Influence of polycation modification on droplet size and internal structure in RNA/poly-l-lysine coacervates

Abstract

Complex coacervation between RNA and poly(L-lysine) (PLL) provides a minimal and tunable model system to study biomolecular condensates and nucleic acid complexation for gene delivery. Here, we compare coacervates formed with linear PLL, hydrophobically modified PLL, and compact PLL nanoparticles to study the effect of polycation architecture and charge density. Droplet formation and size distributions are characterized by dynamic light scattering and confocal microscopy. Fluorescence confocal microscopy, using independently labelled fluorescein-RNA and rhodamine-PLL, demonstrates co-localization of both components with enhanced fluorescence quenching upon PLL modification, consistent with a reduced average separation between the two species. Fluorescence lifetime analysis shows a systematic decrease in the fluorescein lifetime from linear PLL to modified PLL and PLL nanoparticles, supporting increasingly close RNA–PLL proximity.
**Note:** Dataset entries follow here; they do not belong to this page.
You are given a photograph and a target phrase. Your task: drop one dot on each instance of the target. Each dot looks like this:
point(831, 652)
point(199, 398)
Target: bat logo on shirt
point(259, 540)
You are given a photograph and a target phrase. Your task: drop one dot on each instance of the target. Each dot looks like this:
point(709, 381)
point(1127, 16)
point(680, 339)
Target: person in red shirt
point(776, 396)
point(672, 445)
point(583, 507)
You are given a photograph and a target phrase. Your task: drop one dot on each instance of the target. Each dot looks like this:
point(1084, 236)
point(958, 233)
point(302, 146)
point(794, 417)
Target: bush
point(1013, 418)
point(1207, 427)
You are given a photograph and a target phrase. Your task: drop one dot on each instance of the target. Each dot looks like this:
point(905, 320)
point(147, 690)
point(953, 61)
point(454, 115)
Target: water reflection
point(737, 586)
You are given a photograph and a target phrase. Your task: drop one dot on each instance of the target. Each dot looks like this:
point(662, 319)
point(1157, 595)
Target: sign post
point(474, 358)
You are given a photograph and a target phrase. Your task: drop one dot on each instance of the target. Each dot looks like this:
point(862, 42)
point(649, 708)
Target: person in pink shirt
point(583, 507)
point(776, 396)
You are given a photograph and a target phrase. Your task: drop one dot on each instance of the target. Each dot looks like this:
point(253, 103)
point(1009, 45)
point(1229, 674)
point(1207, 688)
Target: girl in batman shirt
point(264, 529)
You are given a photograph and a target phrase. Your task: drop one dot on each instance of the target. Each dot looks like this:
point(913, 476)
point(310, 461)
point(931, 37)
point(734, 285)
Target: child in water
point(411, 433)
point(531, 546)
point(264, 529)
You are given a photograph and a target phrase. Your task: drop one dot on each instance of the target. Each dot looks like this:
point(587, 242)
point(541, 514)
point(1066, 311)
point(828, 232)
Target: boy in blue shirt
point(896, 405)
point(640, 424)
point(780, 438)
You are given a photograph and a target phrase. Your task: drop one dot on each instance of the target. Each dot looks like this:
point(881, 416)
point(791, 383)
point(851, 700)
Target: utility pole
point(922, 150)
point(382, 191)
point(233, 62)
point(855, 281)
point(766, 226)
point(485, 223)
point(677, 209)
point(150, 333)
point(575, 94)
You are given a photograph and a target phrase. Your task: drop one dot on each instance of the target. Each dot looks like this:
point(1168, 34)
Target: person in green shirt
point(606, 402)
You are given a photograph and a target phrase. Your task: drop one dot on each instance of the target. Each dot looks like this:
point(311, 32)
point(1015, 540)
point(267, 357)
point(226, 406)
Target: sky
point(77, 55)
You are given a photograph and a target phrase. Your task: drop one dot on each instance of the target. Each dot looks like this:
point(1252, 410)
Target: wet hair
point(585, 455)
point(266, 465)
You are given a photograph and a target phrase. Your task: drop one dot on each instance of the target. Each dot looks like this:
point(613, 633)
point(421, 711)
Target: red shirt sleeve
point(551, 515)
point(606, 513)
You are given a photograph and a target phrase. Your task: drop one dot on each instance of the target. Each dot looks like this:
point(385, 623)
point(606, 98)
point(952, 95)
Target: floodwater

Consistently, small-angle X-ray scattering (SAXS) indicates that all coacervates behave as strongly screened semidilute polyelectrolyte complexes, with nanometre-scale correlation lengths that decrease systematically upon PLL modification, reflecting a tighter internal organization. Together, these results demonstrate that increasing polycation compactness and lower charge density lead to tighter internal organization of RNA–PLL coacervates and highlight the complementarity of SAXS and fluorescence lifetime measurements for resolving nanoscale structure in complex coacervates.